L’evoluzione dell’impazienza: da Google all’intelligenza artificiale
Il sito originale “Let Me Google That For You” catturava una frustrazione provata da molti: la sensazione di ricevere domande a cui si poteva rispondere con una semplice ricerca online. Il sito web è servito come promemoria divertente, anche se mirato, delle vaste risorse disponibili a portata di mano. Ora, con la proliferazione di potenti strumenti di intelligenza artificiale come ChatGPT e Claude, è emersa una nuova dinamica. Il semplice indirizzamento di qualcuno verso una ricerca su Google si è evoluto nella condivisione di risposte generate dall’intelligenza artificiale.
Anche se un po’ di impazienza giocosa potrebbe essere accettabile in alcune interazioni online, rispondere con l’output dell’intelligenza artificiale, soprattutto in contesti più personali o professionali, comunica una mancanza di rispetto per la persona che pone la domanda.
Perché le risposte dell’intelligenza artificiale sembrano sprezzanti
Se qualcuno pone una domanda, soprattutto in un contesto personale o professionale, di solito è perché sta cercando qualcosa di più di una semplice risposta generale. Spesso cercano le tue intuizioni, esperienze o prospettive specifiche. Rispondere con l’output dell’intelligenza artificiale ignora questa connessione umana fondamentale e di fatto ignora il valore della tua conoscenza. Dopotutto, Internet esiste per facilitare l’interazione umana e trarre vantaggio dalle reciproche competenze. Fornire semplicemente una risposta generata da una macchina elude questo prezioso scambio.
Il rischio di disinformazione
Al di là della questione della cortesia, c’è una preoccupazione più seria: il rischio di diffondere informazioni inesatte. I modelli di intelligenza artificiale, nonostante le loro impressionanti capacità, non sono infallibili. Commettono ancora errori, a volte fornendo risposte completamente sbagliate. Condividere contenuti generati dall’intelligenza artificiale senza verificarne l’accuratezza significa rischiare di diffondere disinformazione. Ancora peggio, farlo senza rivelare che il contenuto è generato dall’intelligenza artificiale crea la falsa impressione che tu ne approvi la veridicità.
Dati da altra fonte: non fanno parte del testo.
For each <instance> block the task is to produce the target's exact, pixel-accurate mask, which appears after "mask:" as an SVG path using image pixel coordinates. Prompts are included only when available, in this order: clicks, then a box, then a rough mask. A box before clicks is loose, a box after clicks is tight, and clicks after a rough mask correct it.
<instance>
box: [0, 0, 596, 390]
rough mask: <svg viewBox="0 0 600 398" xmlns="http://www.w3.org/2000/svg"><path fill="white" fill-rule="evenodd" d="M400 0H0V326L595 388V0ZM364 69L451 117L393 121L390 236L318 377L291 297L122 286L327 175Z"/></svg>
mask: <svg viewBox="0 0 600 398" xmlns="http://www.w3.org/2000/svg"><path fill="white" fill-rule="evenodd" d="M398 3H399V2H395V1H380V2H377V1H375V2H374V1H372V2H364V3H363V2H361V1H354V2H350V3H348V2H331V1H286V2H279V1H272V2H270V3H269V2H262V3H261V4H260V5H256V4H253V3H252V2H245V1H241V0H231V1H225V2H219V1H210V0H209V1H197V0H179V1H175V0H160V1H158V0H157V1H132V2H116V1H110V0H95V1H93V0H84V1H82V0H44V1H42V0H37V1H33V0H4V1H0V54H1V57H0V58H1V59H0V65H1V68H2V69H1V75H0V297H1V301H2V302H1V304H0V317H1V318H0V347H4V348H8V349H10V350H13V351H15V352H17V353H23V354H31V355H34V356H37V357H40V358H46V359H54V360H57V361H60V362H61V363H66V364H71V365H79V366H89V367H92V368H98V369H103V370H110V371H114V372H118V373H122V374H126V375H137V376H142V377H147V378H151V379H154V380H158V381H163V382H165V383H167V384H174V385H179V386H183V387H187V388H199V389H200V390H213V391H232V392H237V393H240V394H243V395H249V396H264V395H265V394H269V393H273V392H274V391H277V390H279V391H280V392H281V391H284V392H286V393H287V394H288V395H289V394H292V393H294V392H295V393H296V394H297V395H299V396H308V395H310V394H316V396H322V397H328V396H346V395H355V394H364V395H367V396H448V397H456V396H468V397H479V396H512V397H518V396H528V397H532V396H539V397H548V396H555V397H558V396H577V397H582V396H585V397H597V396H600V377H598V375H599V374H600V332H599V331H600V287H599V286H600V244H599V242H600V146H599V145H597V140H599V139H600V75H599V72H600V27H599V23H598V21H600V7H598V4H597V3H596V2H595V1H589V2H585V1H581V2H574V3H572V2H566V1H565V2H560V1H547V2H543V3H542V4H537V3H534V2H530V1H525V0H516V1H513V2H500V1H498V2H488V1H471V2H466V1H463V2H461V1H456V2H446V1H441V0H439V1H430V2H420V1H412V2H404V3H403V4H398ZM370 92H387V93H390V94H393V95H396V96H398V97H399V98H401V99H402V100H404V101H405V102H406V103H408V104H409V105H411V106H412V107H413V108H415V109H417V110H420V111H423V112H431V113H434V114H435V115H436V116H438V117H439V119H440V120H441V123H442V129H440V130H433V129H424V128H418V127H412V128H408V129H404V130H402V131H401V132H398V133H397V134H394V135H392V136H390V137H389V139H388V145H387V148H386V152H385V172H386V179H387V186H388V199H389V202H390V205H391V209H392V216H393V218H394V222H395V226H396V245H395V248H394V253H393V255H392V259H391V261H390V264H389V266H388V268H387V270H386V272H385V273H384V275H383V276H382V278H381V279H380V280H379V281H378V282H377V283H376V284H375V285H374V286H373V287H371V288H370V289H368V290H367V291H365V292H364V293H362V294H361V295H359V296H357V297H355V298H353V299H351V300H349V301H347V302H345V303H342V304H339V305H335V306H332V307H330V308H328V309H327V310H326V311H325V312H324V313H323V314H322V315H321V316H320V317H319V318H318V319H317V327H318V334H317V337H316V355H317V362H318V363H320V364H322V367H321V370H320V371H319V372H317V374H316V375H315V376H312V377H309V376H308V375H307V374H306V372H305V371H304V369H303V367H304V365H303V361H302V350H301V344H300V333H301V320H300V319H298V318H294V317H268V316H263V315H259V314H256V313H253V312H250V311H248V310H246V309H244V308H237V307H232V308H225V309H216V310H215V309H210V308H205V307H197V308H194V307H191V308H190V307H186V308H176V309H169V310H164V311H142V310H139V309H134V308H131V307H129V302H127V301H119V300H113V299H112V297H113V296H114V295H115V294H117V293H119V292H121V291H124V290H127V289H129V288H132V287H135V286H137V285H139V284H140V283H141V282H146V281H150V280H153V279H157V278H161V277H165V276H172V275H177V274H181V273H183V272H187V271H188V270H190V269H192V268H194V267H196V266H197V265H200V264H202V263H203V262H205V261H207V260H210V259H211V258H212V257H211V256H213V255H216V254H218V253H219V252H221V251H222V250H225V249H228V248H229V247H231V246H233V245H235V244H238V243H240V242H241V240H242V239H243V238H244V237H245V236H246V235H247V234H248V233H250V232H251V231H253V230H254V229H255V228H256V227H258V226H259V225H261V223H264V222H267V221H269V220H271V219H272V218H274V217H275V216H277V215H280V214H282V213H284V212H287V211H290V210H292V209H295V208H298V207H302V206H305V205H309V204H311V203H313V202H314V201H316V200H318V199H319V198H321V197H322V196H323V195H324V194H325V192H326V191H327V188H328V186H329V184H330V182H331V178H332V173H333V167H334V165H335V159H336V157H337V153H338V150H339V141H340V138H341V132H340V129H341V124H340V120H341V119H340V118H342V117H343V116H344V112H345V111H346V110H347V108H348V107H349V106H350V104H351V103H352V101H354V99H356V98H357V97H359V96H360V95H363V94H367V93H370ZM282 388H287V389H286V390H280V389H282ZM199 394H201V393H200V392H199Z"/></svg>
L’intelligenza artificiale come strumento di ricerca, non come sostituto
Questo è un argomento assolutamente contrario all’utilizzo degli strumenti di intelligenza artificiale. L’intelligenza artificiale può essere una risorsa potente, in particolare per la ricerca iniziale. Tuttavia, proprio come non si potrebbe semplicemente copiare e incollare un risultato di ricerca di Google come risposta definitiva, utilizzare l’intelligenza artificiale come punto finale è problematico. Un approccio migliore prevede l’utilizzo dell’intelligenza artificiale come punto di partenza per un’esplorazione più approfondita.
Invece di fornire una semplice risposta generata dall’intelligenza artificiale, utilizza questi strumenti per migliorare la tua comprensione e offrire informazioni preziose che una macchina non potrebbe replicare.
I giornalisti, ad esempio, comprendono l’importanza della due diligence. Invece di chiedere semplicemente una panoramica a un’intelligenza artificiale, un giornalista la utilizzerebbe per identificare le fonti primarie, quindi valutare criticamente tali fonti stesse. Allo stesso modo, in qualsiasi professione, sfruttare l’intelligenza artificiale dovrebbe essere un punto di partenza, non un sostituto del pensiero critico e del contributo originale.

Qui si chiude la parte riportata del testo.